How long had he had it? Two years.
What was its name? Cat. Just Cat. And yes, it was a male, and no,
he didn’t want to get rid of it but he was moving overseas on a new job and there was just no way he could take it with him, so he felt it was apropos—that was the word he used,
apropos
—to give it up in the way he’d gotten it.
He turned to me. “What was your name again?”
“Junior,” I said. “James Jr. Turner, I mean. James Turner Jr. But everybody calls me Junior.” I wanted to add, “Because of my father, so people wouldn’t confuse us,” but I left it at that, because it got even more complicated considering that my father was six months dead and I could be anybody I wanted.
“Okay, Junior, here’s the deal,” Ludwig said. “Your ten bucks against the cat, one roll, what do you say?”
I wanted to say that I had no place for the thing, that I didn’t want a cat of any kind or even a guinea pig or a fish in a bowl and that the ten dollars was meaningless, but everyone was watching me and I couldn’t back out without feeling the shame rise to my face—and there was Daria to consider, because she was watching me too. “Yeah,” I said. “Yeah, okay, sure.”

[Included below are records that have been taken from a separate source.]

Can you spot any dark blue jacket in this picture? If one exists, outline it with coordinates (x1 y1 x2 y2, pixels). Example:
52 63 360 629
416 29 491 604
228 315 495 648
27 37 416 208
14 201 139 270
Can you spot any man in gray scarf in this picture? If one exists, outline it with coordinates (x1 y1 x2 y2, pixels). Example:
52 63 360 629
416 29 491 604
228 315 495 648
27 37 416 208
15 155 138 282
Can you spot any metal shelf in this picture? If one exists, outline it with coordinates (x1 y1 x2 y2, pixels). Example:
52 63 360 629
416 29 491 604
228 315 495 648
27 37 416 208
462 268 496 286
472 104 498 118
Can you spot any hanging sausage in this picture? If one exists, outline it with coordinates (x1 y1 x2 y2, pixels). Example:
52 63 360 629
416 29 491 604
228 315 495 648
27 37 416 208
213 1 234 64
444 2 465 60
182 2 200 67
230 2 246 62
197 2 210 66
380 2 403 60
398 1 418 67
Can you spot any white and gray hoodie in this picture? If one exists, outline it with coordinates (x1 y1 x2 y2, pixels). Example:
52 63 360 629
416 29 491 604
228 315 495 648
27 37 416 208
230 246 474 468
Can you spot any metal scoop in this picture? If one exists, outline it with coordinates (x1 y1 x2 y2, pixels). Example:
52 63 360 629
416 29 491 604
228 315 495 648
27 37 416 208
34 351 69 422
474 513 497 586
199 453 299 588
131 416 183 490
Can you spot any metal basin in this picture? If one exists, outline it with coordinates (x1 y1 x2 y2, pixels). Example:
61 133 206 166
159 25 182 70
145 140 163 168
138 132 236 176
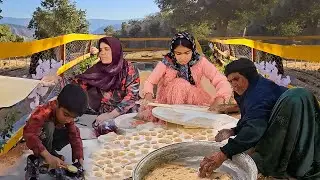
133 141 258 180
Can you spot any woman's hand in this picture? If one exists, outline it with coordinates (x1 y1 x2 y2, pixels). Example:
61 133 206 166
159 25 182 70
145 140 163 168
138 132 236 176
95 111 120 125
40 75 61 87
90 47 99 55
199 151 228 178
140 93 154 106
209 97 225 112
215 129 234 142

Sixty seconds later I was still solvent and richer by one cat and one cage. I’d gotten lucky—or unlucky, depending on how you want to look at it—and rolled three fives and two fours; Ludwig rolled a combined eleven. He finished his beer in a gulp, took my hand to seal the deal and offer his congratulations, and then started toward the door. “But what do I feed it?” I called. “I mean, what does it eat?”
“Eggs,” he said, “it loves eggs. And meat. Raw. No kibble, forget kibble. This is the real deal, this animal, and you need to treat it right.” He was at the door, looking down at the thing with what might have been wistfulness or satisfaction, I couldn’t tell which, then he reached down behind the cage to unfasten something there—a gleam of black leather—and toss it to me: it was a glove, or a gauntlet actually, as long as my arm. “You’ll want to wear this when you feed him,” he said, and then he was gone.